Walmart. Paint section. Carpet tape. Last I bought was $3.00 for 50'....I think.
Sticks good. Releases with lacquer thinner. Or, if the stock and pattern is strong enough, you can pry it apart...just barely. Tough stuff!


----------



## BigJimAK (Mar 13, 2009)

bobj3 said:


> Here's a a tip, If you put down clear tape (packing tape on the pattern/blank stock) b/4 you put double side (2" wide carpet tape) on it will come off easy and clean.
> 
> Bj


Old post but a great tip, BJ.. unless I'm the only one who's fought to get the double-stick tape off of a template. <g>


----------



## bobj3 (Jan 17, 2006)

Hi Jim

When you want to get out of the car quick you tuck and roll ,same thing for the tape 

=====



BigJimAK said:


> Old post but a great tip, BJ.. unless I'm the only one who's fought to get the double-stick tape off of a template. <g>


----------



## dermer2002 (May 29, 2010)

I use cloth type double sided tape for template attachment and to hold resawn 1/4" stock to a carrier board to sand it in my thickness sander. If the bond is not strong the part won't pass thru the sander evenly, but if the bond is too strong the thin stock will break when separated from the carrier.

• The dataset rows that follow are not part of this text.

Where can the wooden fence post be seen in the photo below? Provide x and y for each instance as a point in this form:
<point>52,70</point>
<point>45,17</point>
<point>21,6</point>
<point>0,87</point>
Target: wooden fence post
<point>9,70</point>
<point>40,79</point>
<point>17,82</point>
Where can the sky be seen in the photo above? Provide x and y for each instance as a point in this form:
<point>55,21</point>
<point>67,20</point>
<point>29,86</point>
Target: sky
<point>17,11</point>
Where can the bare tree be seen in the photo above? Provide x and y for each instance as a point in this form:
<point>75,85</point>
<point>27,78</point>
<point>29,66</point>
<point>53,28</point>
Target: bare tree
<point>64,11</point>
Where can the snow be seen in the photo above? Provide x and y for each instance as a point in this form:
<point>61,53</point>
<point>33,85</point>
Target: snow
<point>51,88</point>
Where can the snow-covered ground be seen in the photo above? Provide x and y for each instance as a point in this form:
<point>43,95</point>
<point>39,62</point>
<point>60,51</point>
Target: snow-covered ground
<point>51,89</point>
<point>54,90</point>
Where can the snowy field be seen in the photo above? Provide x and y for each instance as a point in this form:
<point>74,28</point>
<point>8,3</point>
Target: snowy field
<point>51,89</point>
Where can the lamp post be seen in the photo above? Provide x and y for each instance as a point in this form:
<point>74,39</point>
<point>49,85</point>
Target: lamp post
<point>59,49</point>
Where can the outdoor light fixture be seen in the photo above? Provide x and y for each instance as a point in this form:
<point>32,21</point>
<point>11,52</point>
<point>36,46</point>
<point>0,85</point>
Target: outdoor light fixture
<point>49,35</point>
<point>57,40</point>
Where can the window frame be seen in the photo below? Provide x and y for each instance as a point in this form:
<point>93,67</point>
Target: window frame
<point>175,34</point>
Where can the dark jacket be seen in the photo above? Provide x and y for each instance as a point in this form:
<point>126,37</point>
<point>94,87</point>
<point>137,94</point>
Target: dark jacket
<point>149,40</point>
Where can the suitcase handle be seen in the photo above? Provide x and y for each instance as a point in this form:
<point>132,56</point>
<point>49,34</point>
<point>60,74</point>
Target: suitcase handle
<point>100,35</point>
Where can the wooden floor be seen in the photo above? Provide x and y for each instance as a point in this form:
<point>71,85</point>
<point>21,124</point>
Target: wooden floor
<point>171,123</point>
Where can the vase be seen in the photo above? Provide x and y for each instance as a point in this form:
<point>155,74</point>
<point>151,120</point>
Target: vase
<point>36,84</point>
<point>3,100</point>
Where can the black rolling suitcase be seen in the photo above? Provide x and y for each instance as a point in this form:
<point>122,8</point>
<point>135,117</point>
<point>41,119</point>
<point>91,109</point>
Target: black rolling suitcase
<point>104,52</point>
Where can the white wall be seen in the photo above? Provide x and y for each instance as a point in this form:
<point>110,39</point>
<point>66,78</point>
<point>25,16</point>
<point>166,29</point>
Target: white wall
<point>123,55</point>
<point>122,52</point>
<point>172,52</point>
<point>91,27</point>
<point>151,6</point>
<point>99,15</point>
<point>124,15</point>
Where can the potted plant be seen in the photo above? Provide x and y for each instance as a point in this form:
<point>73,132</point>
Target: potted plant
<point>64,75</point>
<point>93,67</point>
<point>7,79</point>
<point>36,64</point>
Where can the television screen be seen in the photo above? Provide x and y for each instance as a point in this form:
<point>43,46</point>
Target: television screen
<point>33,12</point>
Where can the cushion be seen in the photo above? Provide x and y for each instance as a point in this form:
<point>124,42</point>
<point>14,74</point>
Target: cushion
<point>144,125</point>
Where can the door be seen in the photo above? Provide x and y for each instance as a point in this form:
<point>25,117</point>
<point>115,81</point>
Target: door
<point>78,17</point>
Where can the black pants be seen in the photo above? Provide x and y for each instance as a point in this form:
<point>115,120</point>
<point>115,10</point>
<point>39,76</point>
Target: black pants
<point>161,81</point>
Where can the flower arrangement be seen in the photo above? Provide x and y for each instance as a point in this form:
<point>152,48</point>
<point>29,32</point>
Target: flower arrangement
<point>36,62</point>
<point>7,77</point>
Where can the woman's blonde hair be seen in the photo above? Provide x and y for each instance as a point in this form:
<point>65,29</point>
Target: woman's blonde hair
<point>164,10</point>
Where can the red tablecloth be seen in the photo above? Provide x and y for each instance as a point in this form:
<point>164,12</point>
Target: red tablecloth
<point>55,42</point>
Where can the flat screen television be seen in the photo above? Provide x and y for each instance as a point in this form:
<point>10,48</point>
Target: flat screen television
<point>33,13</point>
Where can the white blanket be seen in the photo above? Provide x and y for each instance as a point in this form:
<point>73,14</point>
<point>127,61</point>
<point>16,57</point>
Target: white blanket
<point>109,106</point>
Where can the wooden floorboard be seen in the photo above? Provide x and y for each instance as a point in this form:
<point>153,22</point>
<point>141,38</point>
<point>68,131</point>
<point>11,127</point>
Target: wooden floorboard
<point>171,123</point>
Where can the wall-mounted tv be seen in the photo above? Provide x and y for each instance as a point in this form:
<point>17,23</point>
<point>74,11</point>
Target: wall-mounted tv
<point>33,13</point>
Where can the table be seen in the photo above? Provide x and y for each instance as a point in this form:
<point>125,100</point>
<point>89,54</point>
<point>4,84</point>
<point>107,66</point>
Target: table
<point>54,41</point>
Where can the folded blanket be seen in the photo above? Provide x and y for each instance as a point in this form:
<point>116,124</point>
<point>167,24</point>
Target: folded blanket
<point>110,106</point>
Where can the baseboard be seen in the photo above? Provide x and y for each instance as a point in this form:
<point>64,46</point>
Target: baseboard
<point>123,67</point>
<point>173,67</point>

Bj is right on the money (again) with his tip to use clear packing tape under and over the double-back. This method holds the parts together well but the parts are easier to release. Slightly more expensive but pretty worry free. A 25 yd roll lasts me for months.

Here's the site I use....

Buy Double-Sided Tapes at FindTape.com


----------



## pal (Feb 13, 2008)

Just used double sided carpet tape yesterday to hold some small wooden hinges down to a backing piece so i could put them through the thicknesser worked a treat. Here in Australia you can get 2 types of carpet tape one is classed permanent the other is temporary. The temporary doesn't hold very well the permanent sticks like the brown stuff to a blanket. Both are available from Bunnings, your equivalent of Lowe's. Both made in China.

Harold


----------